That said, I'd love to see some code released, even if it isn't ready for primetime.
Our HBase cluster (3 boxes serving 30 human oracles, each submitting data at a rate of 1 record every 5-10 seconds) choked frequently - i.e., it stopped accepting new records. Ultimately what I had to do is have the human data go into postgres and a cron job flushed that into HBase every half hour or so.
I'll emphasize that this is probably my fault. I'm not claiming HBase doesn't scale to 30 concurrent users - clearly Facebook demonstrates it can. But I couldn't figure out how to make that happen. HBase is a complex system and I make no claim of understanding it.

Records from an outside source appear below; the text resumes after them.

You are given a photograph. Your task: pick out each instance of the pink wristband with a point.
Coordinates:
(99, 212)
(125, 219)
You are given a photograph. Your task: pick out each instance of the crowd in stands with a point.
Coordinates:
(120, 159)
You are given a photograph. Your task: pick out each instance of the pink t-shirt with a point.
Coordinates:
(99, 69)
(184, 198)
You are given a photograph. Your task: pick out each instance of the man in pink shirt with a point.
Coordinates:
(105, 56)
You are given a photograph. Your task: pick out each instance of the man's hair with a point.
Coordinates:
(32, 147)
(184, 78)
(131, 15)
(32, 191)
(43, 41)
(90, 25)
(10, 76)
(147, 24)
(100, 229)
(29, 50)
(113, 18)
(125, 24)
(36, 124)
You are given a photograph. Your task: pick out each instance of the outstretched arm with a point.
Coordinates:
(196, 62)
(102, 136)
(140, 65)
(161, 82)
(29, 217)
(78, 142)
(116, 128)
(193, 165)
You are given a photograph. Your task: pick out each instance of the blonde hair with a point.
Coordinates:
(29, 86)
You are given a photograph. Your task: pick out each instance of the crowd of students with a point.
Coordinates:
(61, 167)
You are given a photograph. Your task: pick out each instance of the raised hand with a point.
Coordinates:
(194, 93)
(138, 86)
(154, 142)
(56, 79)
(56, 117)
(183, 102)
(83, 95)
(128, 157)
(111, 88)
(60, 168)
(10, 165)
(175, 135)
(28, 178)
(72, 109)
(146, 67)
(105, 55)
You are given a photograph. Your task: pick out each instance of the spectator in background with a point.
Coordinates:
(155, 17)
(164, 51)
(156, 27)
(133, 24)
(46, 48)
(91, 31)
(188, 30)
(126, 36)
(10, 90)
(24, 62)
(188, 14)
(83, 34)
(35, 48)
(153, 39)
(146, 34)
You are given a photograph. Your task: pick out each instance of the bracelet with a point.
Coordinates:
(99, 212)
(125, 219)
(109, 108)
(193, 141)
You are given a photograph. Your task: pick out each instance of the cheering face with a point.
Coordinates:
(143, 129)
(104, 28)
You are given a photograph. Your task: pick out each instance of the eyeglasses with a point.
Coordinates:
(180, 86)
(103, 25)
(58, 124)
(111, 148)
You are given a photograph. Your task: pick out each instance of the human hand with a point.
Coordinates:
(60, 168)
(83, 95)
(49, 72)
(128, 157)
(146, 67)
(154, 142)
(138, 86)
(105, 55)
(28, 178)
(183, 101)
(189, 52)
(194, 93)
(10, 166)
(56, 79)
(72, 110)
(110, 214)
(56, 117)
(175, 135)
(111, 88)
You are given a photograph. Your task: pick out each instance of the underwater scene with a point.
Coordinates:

ElephantDB + MaryJane are simple. There is almost nothing that can go wrong - put together they probably amount to 5000 lines of code and have as many as 10 minimally interacting configuration options. The effort required to manage them is minimal - I had EDB working flawlessly in less than a day.
HBase is an enterprise tool. It works well if you are Facebook and can put a couple of people on maintenance duty. It's overkill if you are Styloot (my stealth mode startup, currently smaller than Backtype).
The data I'm loading is stuff like tags - e.g., <itemid>\t<tagid>. In human terms, "Dress A has a ruched collar." Mapreduce can handle data like this, even when it comes unordered.
The data I'm reading is computational results based on the loaded data - e.g., an index: <tagid>\t[<itemid1>, <itemid2>, ...] (where each itemid has been tagged with tagid). E.g., "here are all the dresses with a ruched collar."
(Actually, we do considerably more than this, nor do we need Hadoop for an index. But an index is the simplest example I could give.)
The original data is very boring. It's only after aggregation and calculation that it becomes worth reading.